Normatif Aktörlük Gerçekçi Bir Hedef Miydi?
Kurumsal olarak hem AB hem de üye ülkeler için bu başarısızlığın temel sebebi Amerikan desteğiyle parlatabildikleri imajlarını sahada kazanım sağlayacak bir araç haline dönüştürecek kabiliyetlerden uzak olmaları. Türkiye Cumhuriyeti üzerinden bir karşılaştırma yapacak olursak, Suriye’de insani olarak Rejime karşı pozisyon almak konusunda AB ülkeleri ve Türkiye 2011 yılında aynı tondan söylem üretiyorlardı. AB için “Assad must go” söylemi bir propaganda halini bile almıştı. Ancak sahada rejimi onca katliamdan alıkoyacak caydıracak, bir güvenli bölge oluşturacak veya en azından güvenli bir koridor oluşturacak hiçbir adım atamadılar. 2015 yılına gelindiğinde ise Rejime yönelik retorik yerini DAEŞ karşıtı söyleme bırakıp ABD liderliğinde bir koalisyonla yapılan hava operasyonları ve Rakka’da olduğu gibi sebep olunan sivil ölümlerinin sayılamadığı bir AB politikası karşımıza çıkıyor.
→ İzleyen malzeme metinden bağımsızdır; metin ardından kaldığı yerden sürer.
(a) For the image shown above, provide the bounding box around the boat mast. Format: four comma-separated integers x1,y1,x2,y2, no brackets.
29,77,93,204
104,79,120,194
Türkiye ise kabiliyetleri ölçeğinde benzer durumlarda Libya’da meşru hükümete verdiği destek ile stabil alanlar oluşmasına katkı sağlarken Suriye’de ise askeri gücü sayesinde doğrudan bir güvenli bölge oluşturarak binlerce insanı savaştan uzak yaşamalarına imkân sağlıyor. Yahut Ukrayna’da savaşa arabuluculuk yaparak muhtemel bir tahıl krizinin fakir ülkelerde yaratacağı sorunların önüne geçebiliyor. Yani normatif aktörlük iddiasında bulunan AB’den yine Batı tanımlamalarıyla daha normatif bir aktör olduğunu gösterebiliyor. Dolayısıyla ne 2003 yılında ortaya koyulan hedefler gerçekçiydi ne iddia ettikleri normatif aktörlük. AB hem kurumsal olarak hem üye ülkeleriyle uluslararası siyasette söz hakkı yani aktörlüğü her an daha da ikincil hale gelen bir cam fanustan ibaret olduğunu gösteriyor. Bugün ortaya çıkan bu yeni göçmen karşıtı siyasal düzlemi de artık Avrupalılarda yarattığı çaresizliğin bir yansıması olarak bu fanustaki çatlaklardan bir tanesi olarak nitelendirmek herhâlde yanlış olmayacaktır.